Monday, June 08, 2009

Teacher ... Ready to Learn

By Steve Lansdale
Posted Jun 7, 2009

CARROLLTON, Tex. - For many NFL veterans, mini-camps and Organized Team Activities (OTAs) can be described as mundane ... at best.

In today's NFL, players are working out year-round, so it's not like most veterans have to get in shape at this time of year - they already are - but there definitely is a period of getting back into the routine, getting back into a football frame of mind. Watch these "practice" sessions closely, and it's clear there are many veterans whose mines are still on a golf course, or perhaps a Caribbean fishing trip.
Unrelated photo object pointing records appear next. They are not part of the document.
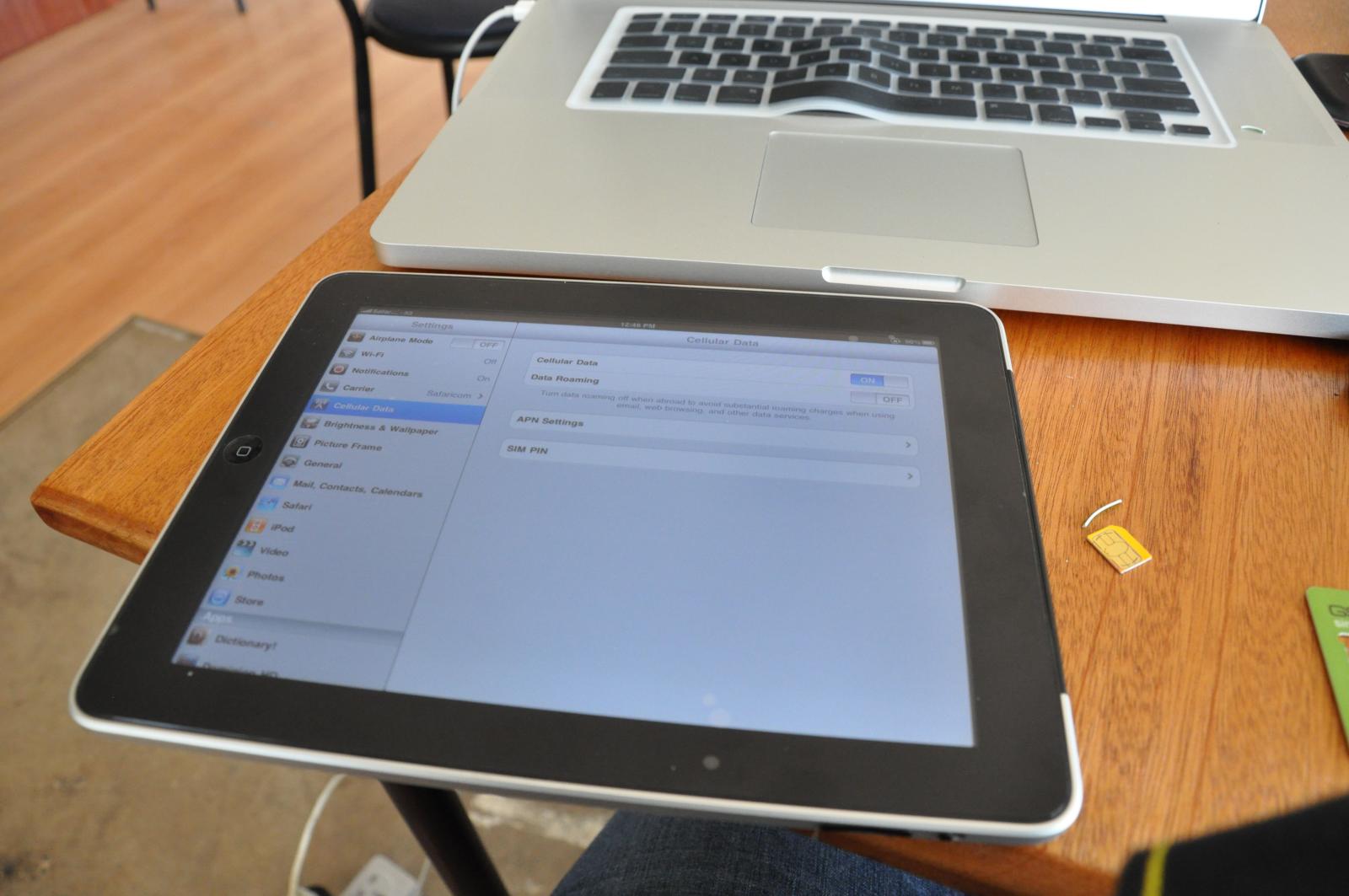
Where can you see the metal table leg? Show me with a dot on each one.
(449, 838)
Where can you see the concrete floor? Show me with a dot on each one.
(84, 814)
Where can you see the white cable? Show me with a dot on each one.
(517, 10)
(308, 833)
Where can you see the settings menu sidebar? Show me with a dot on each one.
(323, 575)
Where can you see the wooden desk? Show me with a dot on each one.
(1200, 691)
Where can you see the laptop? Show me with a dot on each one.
(1146, 159)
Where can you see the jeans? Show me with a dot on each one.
(653, 855)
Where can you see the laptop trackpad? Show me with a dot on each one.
(881, 186)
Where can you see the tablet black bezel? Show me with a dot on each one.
(1018, 770)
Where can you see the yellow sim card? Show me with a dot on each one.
(1120, 548)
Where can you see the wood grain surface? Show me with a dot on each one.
(1200, 694)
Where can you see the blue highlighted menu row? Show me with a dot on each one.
(389, 409)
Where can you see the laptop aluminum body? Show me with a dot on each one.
(1238, 229)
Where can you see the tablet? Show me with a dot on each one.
(746, 554)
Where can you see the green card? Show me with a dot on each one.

That's not the case with veteran linebacker Keith Brooking, who signed with the Cowboys as a free agent in the offseason after an 11-year run with the Atlanta Falcons that included five trips to the Pro Bowl.

Long considered one of the faces of the Atlanta franchise, and a leader on the field and in the Falcons' locker room, Brooking now finds himself in the unusual situation of being a newcomer on a team on which he also is one of the elder statesmen. Left tackle Flozell Adams also is entering his 12th NFL season; the only Cowboy who has been in the league longer is backup quarterback Jon Kitna, who is preparing for his 13th season in the league.

Brooking said that the transition to a new team can be made much easier - or more difficult - depending on the personnel and scehemes of the new team, and said that his past experience with Dallas head coach Wade Phillips - who also coached in Atlanta - would allow him to make that transition more easily than some of the rookies who are learning the system for the first time.

"Well I think for me, it's totally different this year," he said. "It just depends on what type of defensive scheme you have, that you're involved in. Whether you're on the same team and have a different coach, a different coordinator, a different system, different terminology ... For me, it's a big difference, personally, because obviously it's a change of scenery, it's a new defense, the locker room is full of new guys, so it's a big transition for me.

"It's up to me to come out here and familiarize myself with the players, the coaches, the system - and I have a history with Wade in this system before, so (it's a matter of) just refreshing that, the terminology ... all those things. With rookies, though, you're getting the whole kitchen sink thrown at you, so obviously it depends on the particular player, and depends on what point they are in their career(s)."

The experience and success Brooking enjoyed in Phillips' system while they were with the Falcons has the former Georgia Tech star thinking about establishing the bond and familiarity teammates need to share while sorting out the terminology of the once-familiar system.

"There's a high turnover, regardless, every year." he said, "so there's always new guys, and this is a time to get comfortable with one another, and build that chemistry.

"But even though I'm a 12-year veteran, at times out there, my head's spinning. Regardless of how hesitant you are, in your mind, you may think before the ball is snapped that you're going to do the wrong thing, but make sure you if you do, you do it at 100 miles an hour. That's really important for the coaches to see that. My head's spinning right now - I think we've installed every defense in our system, and we ran every play in our system today. They're throwing a lot at you right now, to see how you handle it, but the main thing is that if you make a mistake, you make it going 100 miles an hour."

Brooking understands his role in his new team's pecking order, on and off the field. On the field, the Cowboys are led by stars like DeMarcus Ware, Tony Romo and Jason Witten. But even though he's new to the Dallas organization, Brooking realizes he has a lot he can contribute, especially to his younger teammates, while he establishes his on-field role.

"I just try to come out here and show the guys how important football is to me, because it means a tremendous amount to me, and I try to show that with my work ethic, my desire and my love of the game," he said. "This locker room is full of guys like that, so I'm fitting right in - it's been an easy transition. I love our locker room, I love our guys, I love their mentality, I love their work ethic - they work extremely hard, and it's the most talented team I've ever been on ... by far. It means a lot, when I come out here and see how hard the guys are working together, as a family, because that's what we are.

"When you have that combination, it's pretty powerful."